Elizabeth Bowman, City College’s library director, was not behind this book being chosen. But she decided to stay involved because of City College students who can relate to the author’s experience behind bars.
“I don’t put up flyers or a lot of advertisements in general because what tends to happen is people come to the front reference desk and see a sign that says ‘Free Book,’ and they go ‘Really?’” Bowman said.
“It’s as if I’m giving them their meal for the week. They are so moved and touched and they can’t believe that they can have a free book.”
The author of the book, Piper Kerman, will be giving a speech at UCSB’s Campbell Hall on April 15.
The book was chosen by a committee composed of students and faculty from the Santa Barbara Public Library, Westmont College Library, UCSB and City College.
The committee comes together multiple times over spring and summer to deliberate over which book should be chosen each year. Each book presented must follow certain criteria such as a living author, the community’s general interests, price, and a book’s overall message.
Past books chosen for this program that were popular among students and faculty were “The Big Burn: Teddy Roosevelt and the Fire That Saved America” by Timothy Egan and “Moby-Duck” by Donovan Hahn.

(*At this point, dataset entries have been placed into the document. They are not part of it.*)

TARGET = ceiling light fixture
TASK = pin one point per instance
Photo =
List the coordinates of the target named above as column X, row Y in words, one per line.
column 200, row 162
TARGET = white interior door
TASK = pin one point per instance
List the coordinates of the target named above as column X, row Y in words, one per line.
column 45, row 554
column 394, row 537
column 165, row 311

Bowman felt the book would go alongside the Transitions Program at City College, a program developed to help people on parole or probation adjust to college.

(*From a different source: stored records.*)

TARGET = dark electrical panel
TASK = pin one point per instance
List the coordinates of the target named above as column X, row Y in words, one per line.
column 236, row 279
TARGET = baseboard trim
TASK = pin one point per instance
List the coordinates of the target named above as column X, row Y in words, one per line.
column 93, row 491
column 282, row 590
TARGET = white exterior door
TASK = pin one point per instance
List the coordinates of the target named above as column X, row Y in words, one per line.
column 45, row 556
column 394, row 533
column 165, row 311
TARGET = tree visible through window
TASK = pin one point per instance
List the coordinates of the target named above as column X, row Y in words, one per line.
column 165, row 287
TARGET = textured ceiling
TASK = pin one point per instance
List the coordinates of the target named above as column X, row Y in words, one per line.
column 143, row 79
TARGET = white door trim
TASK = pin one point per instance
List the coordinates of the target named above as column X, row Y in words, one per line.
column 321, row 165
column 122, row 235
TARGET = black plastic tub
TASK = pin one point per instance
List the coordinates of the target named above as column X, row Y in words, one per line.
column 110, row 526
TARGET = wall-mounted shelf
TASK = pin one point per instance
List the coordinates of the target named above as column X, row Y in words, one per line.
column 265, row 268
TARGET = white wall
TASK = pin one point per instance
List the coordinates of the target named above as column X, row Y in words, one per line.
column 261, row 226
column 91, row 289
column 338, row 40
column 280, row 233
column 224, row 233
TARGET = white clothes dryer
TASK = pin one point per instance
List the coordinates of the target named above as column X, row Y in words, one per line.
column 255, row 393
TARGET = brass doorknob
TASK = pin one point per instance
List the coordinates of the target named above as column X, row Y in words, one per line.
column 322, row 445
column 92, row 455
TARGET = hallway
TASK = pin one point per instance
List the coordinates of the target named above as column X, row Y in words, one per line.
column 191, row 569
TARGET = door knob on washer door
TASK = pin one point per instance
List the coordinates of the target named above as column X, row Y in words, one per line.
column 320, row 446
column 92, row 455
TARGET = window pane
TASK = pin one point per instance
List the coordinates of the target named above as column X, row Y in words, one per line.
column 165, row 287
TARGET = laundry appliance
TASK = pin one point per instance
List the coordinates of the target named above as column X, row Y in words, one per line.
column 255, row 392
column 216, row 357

“It’s really hard to start back at college after you’ve been incarcerated. It’s very scary and students may feel self-conscious and uncomfortable,” Bowman said. “So I thought that was our connection to this book in particular.”

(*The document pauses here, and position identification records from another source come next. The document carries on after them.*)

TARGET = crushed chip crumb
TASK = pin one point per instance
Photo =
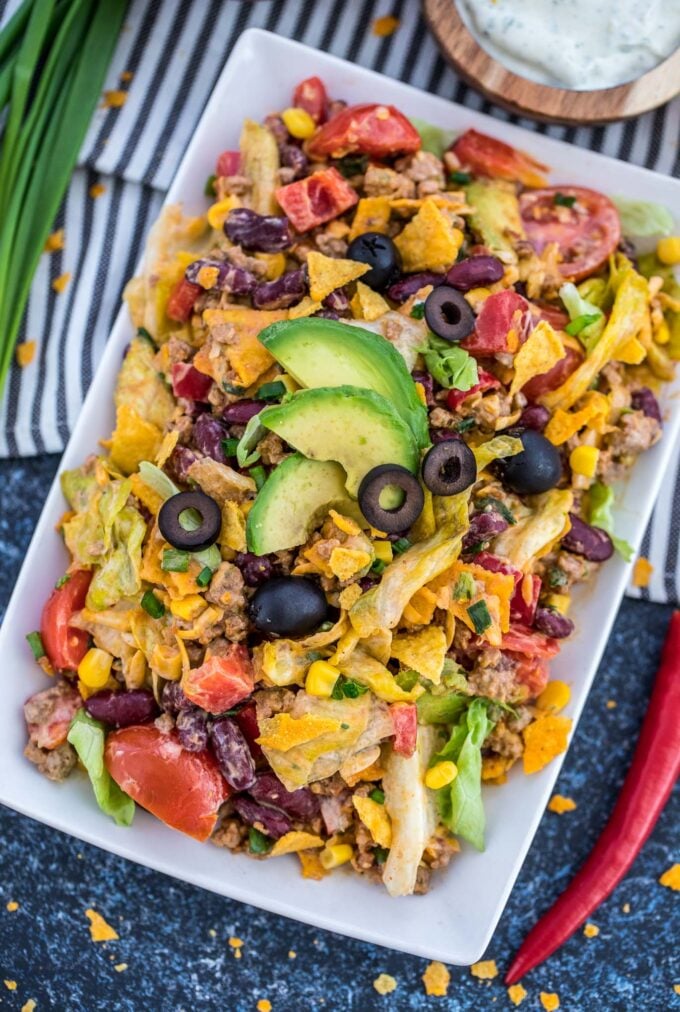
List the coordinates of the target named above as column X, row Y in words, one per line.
column 60, row 283
column 485, row 971
column 516, row 994
column 385, row 984
column 100, row 930
column 436, row 980
column 671, row 878
column 560, row 804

City College’s new Feminist Club is also getting involved in Santa Barbara Reads by hosting book circle meetings to discuss the book and its relationship with Women’s History Month.
“It’s just something different from a female perspective,” said Gin Bui, vice president of the feminist club. “I thought it would fit in really well to the theme of our club.”
Several panels are being held at numerous Santa Barbara libraries and auditoriums where multiple members of the community come to speak to an audience about their different opinions and perceptions on the book.
The next panel at City College, “Prisons: Perceptions and Realities,” will be on April 8 in the Luria Library. Kristianne Clifford, assistant program director of Freedom to Choose, was imprisoned for 18 years and will be speaking at the panel. The foundation helps educate and support students coming back to school after being imprisoned.
“I am very open minded and I really think that people have the right to read and choose their reading and talk about ideas,” Bowman said. “Every librarian passionately protects the right to freedom of speech, to write and to discuss.”